她叫鈴蘭雪,是個文靜乖巧的女孩子,任何人見著都會喜歡的大家閨秀,是的,「任何人」。

而問題也出在這。

問花道記得,那只是個普通的打掃時間。

「問醬,妳能不能陪我去掃描資料呢?」做完掃地工作的鈴蘭雪,拿著她的作品集和獎狀來找問花道。
「好呀!不過妳要去哪裡掃描呢?」問花道問。

學校有掃描機的地方只有三處,一是圖書館,但掃地時間不開放,二是美術老師旁,聽說是他本人自己帶來的,三是電腦老師旁,好像是電腦教室升級設備後新增的,怕同學使用操作有問題就放在老師辦公室裡了,但也相對的比較遠。

「去電腦老師那裡好了,她比較好說話,而且新設備掃出來也比較好看。」鈴蘭雪說。

「好啊。」問花道說。

兩人來到電腦老師的辦公室,很順利的得到許可,但因為需要掃的資料很多,在等著機器跑動的同時,可能真的太少學生會來這裡吧,電腦老師興奮地跟她們聊天。

直到終於掃描完,老師才又想到什麼的說了一句「對了忘記告訴妳們,這裡可能真的太遠,鐘聲有時都聽不到。」

兩人這才意識到時間問題。

匆匆地跟老師道謝,當她們踏出辦公室的時候,看到走廊上還是下課時間的樣子,便也鬆了一口气,但回到教室就被同班同學指著說:「齁!翹課!」

兩人望向教室內,講台上站著風紀股長跟班長,而講台下的班導正怒不可遏地瞪著問花道和鈴蘭雪。

「到外面去。」班導冷漠地說。

一到外面,班導就破口大罵:「我真沒想到平時的乖學生也會翹課?怎麼?翅膀硬了?不把我放在眼裡了?妳們算哪根蔥哪根蒜?」

兩人低著頭,不敢回話。

「抬頭!看著我!敢做不敢當啊?」

兩人抬起頭。

「怎麼?委屈啊?妳們就沒想想造成多少人的麻煩?讓多少人擔心?我還拜託教官廣播找人,風紀股長還全學校到處跑,都沒找到妳們!」

此時的鈴蘭雪已經開始發抖啜泣,而問花道自知自己做錯事情了,臉色難看的皺在一起。

「問花道妳說!哈誰給妳的勇氣啊?讓妳翹課!怎麼?不服氣啊?真當自己一回事了嗎?很行嘛妳!這上課時間是妳訂的嗎?要不要上課隨便妳是不是?說話啊?」班導連名帶姓的罵著。

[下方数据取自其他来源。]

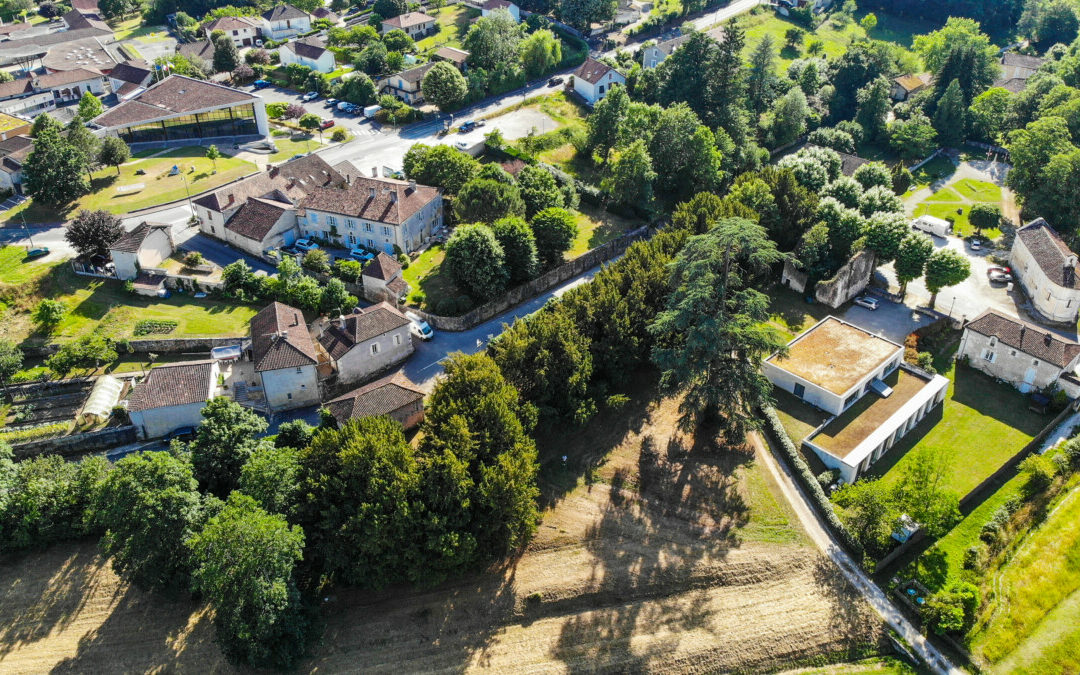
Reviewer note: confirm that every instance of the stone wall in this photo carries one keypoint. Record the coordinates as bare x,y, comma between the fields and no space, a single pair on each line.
530,289
849,281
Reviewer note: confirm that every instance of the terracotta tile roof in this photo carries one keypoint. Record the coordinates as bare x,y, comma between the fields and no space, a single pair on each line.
132,241
382,267
174,95
294,179
280,339
408,19
283,12
360,327
1025,337
256,218
382,396
1053,256
169,385
380,200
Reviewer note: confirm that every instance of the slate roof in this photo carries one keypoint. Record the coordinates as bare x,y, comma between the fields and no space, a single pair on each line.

問花道有些茫然,她知道她錯了,但難道她的表情不像在後悔反省嗎?

「來,妳說,有甚麼話好說!我給妳說!別說我沒給妳機會,來有甚麼藉口妳說啊!」班導對著問花道咆哮著。

「沒有,我做錯事。」問花道充滿歉意地說。

「錯了?現在才知道錯了?翹課的時候就沒想到做錯嗎?不對,妳沒錯吧?妳敢這麼做就是覺得自己是對的啊!妳最偉大了,校規妳訂的嘛!什麼時候上課隨便妳啊!」班導再也沒有對著兩人罵,而是只抓著問花道拼命罵著。

終於在沒話可以罵之後,班導轉向還在啜泣的鈴蘭雪,但語氣已經沒那麼怒火中燒,還喊了對方名字的說:「小雪妳在哭什麼?」

「我、我做錯事。」鈴蘭雪一邊哭著,一邊斷斷續續地說。

明明聽到鈴蘭雪跟問花道說了一樣的話,但班導語氣雖仍帶著指責,卻也明顯軟化。
「知道錯了,就快去跟教官道歉,哭有甚麼用。」

鈴蘭雪應聲走出去,在她旁邊的問花道也跟在後頭,但剛才夾在她們中間的班導突然轉過頭,惡狠狠地對問花道咆哮:「一起去!妳們兩個!」

這讓問花道覺得有些古怪。

她們到教官那裡道了歉,幸好教官雖有些指責,但還是很理性的說:「學校要保護妳們的安全,所以人不見實在很嚴重。」之後又交代幾句,就讓兩人回教室。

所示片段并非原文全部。